Miss California Sparks Controversy for Supporting True Marriage

Sunday’s Miss USA 2009 pageant has become a lightning rod for the debate over Christian free speech in America, after one contestant lost the crown, according to one of the judges, because she answered in favor of true marriage when quizzed on the same-sex “marriage” debate.

Celebrity gossip Perez Hilton, one of 13 telecast judges in the competition aired live on NBC, asked Miss California’s Carrie Prejean: “Vermont recently became the fourth state to legalize same-sex marriage.  Do you think every state should follow suit? Why or why not?”

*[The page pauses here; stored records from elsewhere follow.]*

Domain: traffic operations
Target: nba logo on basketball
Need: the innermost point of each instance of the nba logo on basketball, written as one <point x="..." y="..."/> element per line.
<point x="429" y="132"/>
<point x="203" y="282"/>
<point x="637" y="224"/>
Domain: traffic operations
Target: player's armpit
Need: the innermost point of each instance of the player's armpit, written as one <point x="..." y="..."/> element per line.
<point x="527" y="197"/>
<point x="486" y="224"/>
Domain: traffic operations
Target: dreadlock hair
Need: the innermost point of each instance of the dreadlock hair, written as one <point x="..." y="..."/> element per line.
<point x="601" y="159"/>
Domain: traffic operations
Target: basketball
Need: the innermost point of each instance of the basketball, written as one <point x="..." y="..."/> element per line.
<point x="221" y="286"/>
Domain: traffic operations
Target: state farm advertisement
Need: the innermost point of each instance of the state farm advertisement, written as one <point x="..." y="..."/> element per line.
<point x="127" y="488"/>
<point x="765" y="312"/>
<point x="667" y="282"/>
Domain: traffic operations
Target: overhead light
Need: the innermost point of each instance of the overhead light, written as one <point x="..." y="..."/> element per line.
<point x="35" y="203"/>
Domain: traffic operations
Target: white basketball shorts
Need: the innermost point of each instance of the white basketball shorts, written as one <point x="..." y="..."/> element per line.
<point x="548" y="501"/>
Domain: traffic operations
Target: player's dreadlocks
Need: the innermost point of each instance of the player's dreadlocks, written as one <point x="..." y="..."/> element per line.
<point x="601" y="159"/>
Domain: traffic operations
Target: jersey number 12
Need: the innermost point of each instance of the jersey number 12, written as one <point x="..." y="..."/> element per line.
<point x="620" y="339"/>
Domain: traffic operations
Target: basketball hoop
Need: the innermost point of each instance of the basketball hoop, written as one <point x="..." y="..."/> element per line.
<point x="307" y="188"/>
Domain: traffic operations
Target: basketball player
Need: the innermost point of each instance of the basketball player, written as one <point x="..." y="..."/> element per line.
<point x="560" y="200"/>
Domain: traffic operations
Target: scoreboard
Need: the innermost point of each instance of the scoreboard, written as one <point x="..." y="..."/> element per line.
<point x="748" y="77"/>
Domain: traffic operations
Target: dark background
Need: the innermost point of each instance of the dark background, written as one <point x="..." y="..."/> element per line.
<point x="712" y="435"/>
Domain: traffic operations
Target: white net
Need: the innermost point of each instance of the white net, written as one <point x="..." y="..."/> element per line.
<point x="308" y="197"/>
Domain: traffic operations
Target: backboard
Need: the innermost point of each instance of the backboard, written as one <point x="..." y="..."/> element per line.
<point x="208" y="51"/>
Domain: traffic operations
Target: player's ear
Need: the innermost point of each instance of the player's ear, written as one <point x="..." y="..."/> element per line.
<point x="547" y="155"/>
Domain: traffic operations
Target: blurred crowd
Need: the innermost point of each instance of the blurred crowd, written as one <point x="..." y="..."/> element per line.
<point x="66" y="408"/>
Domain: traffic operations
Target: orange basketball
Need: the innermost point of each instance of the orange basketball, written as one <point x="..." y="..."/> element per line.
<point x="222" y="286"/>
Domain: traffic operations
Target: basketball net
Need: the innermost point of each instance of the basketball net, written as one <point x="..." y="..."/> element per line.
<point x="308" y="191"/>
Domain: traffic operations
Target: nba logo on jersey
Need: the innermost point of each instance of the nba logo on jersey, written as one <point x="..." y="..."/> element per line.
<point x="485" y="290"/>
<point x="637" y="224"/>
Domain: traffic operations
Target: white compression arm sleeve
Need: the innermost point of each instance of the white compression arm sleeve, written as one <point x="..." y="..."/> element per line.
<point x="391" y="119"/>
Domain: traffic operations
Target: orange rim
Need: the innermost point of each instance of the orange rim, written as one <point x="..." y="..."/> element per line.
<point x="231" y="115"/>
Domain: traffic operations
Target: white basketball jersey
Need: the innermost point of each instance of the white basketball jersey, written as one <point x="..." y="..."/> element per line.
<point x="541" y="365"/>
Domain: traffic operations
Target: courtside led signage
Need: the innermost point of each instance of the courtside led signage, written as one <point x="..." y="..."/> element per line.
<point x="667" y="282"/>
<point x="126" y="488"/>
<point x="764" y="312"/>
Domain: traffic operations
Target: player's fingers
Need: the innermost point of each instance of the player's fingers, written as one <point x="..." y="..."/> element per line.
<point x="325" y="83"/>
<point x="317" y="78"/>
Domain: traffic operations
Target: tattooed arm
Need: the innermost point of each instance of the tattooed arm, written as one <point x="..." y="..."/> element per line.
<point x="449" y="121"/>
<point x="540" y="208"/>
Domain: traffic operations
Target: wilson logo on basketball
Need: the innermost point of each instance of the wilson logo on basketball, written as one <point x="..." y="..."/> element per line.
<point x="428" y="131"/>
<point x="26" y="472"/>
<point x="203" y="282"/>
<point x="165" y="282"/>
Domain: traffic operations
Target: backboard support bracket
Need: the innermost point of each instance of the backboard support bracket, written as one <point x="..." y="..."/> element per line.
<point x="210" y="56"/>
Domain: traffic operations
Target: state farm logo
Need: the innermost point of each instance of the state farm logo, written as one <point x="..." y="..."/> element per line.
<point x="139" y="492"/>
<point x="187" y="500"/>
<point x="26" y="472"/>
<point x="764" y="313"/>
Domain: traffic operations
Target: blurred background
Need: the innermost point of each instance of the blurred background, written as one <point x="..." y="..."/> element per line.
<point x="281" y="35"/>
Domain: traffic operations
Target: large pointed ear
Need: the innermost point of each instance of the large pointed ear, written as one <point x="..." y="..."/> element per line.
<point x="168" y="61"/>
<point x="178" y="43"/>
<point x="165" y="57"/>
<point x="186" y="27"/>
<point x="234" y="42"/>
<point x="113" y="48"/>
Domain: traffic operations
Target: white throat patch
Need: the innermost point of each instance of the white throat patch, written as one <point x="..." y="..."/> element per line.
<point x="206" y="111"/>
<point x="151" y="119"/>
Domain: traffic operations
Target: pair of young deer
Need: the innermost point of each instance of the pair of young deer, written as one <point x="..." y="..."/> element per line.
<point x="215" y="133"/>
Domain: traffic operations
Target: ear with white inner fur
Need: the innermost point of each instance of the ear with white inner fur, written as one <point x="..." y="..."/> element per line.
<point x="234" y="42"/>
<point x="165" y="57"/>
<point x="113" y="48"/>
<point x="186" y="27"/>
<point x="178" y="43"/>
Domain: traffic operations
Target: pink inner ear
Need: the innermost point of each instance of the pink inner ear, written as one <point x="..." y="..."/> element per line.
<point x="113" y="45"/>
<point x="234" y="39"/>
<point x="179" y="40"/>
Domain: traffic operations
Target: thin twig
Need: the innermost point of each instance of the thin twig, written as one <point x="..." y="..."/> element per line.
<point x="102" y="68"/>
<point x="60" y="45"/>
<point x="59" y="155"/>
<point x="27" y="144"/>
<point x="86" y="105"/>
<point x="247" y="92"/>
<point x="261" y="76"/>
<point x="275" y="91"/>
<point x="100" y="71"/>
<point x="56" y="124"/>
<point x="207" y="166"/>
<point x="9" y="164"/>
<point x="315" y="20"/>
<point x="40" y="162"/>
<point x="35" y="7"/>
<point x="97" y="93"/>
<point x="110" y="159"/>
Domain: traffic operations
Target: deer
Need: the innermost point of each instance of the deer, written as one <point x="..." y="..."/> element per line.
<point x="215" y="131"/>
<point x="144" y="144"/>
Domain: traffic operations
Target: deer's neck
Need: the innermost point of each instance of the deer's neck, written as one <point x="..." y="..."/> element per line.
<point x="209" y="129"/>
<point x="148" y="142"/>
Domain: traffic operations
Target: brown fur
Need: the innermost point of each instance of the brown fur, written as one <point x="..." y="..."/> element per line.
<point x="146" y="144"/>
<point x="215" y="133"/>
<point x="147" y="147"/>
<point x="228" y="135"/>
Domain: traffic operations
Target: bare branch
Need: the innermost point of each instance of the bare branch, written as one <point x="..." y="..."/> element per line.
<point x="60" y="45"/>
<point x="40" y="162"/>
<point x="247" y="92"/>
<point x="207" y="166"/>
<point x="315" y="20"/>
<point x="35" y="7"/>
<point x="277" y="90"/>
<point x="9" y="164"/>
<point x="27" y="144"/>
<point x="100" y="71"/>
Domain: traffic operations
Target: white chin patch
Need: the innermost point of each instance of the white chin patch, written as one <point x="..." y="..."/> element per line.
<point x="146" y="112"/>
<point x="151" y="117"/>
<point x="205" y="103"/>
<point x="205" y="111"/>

Prejean answered: “I think it’s great Americans are able to choose one or the other.  We live in a land that you can choose same-sex marriage or opposite marriage.  And you know what, in my country, in my family I think that I believe that a marriage should be between a man and a woman.  No offense to anybody there, but that’s how I was raised and that’s how I think it should be – between a man and a woman.”

The answer clearly irritated Hilton, and drew both cheers and boos from the crowd.  Miss North Carolina later won the Miss USA crown, with Miss California as first runner-up.

As the blogosphere reacted to the night’s events, it was widely speculated – as both Hilton and Miss California later confirmed – that the answer cost Prejean the Miss USA title.

“She lost it because of that question. She was definitely the front-runner before that,” Hilton told ABCNews.com yesterday.

Reacting to Prejean’s answer on his popular gossip blog, Hilton, an open homosexual, called the answer “the worst answer in pageant history.”  “She lost, not because she doesn’t believe in gay marriage, she lost because she’s a dumb b*tch.”

“If that girl would have won Miss USA, California, I would have gone up on stage, I sh*t you not, … snatched that tiara off her head, and run out the door,” said Hilton.

Hilton later apologized for the remarks, offering to take Prejean out for coffee and a “talk.”

However, he revoked his apology on a subsequent MSNBC interview.  “The more I’ve thought about it, the more – you know what?  No, I’m going to stand by what I said just like she’s standing by what she said,” said Hilton.

“And I called her the ‘b’ word, and hey, I was thinking the ‘c’ word, and I didn’t say it,” he added, laughing.

Hilton said Miss California’s answer “was divisive and alienated millions of gays and lesbians.”  Because “Miss USA should represent all Americans,” said Hilton, Prejean should have given a more ambiguous answer in favor of state sovereignty in the marriage debate.

Keith Lewis, the Executive Director of Miss California USA/Teen USA, issued a statement that he was “personally saddened and hurt that Miss CA USA 2009 believes marriage rights belong only to a man and a woman.”

On Monday’s Billy Bush Show, Prejean also said the answer “did cost me my crown,” but also said she “wouldn’t have had it any other way.

“I said what I feel. I stated an opinion that was true to myself and that’s all I can do,” said Prejean.

“It is a very touchy subject and he [Perez] is a homosexual, and I see where he was coming from, and I see the audience would’ve wanted me to be more politically correct. But I was raised in a way that you can never compromise your beliefs and your opinions for anything.”

“I feel like I won. I feel like I’m the winner. I really do,” said Prejean, who noted that she has been deluged with support since the telecast.

“That made me the real winner of the night.”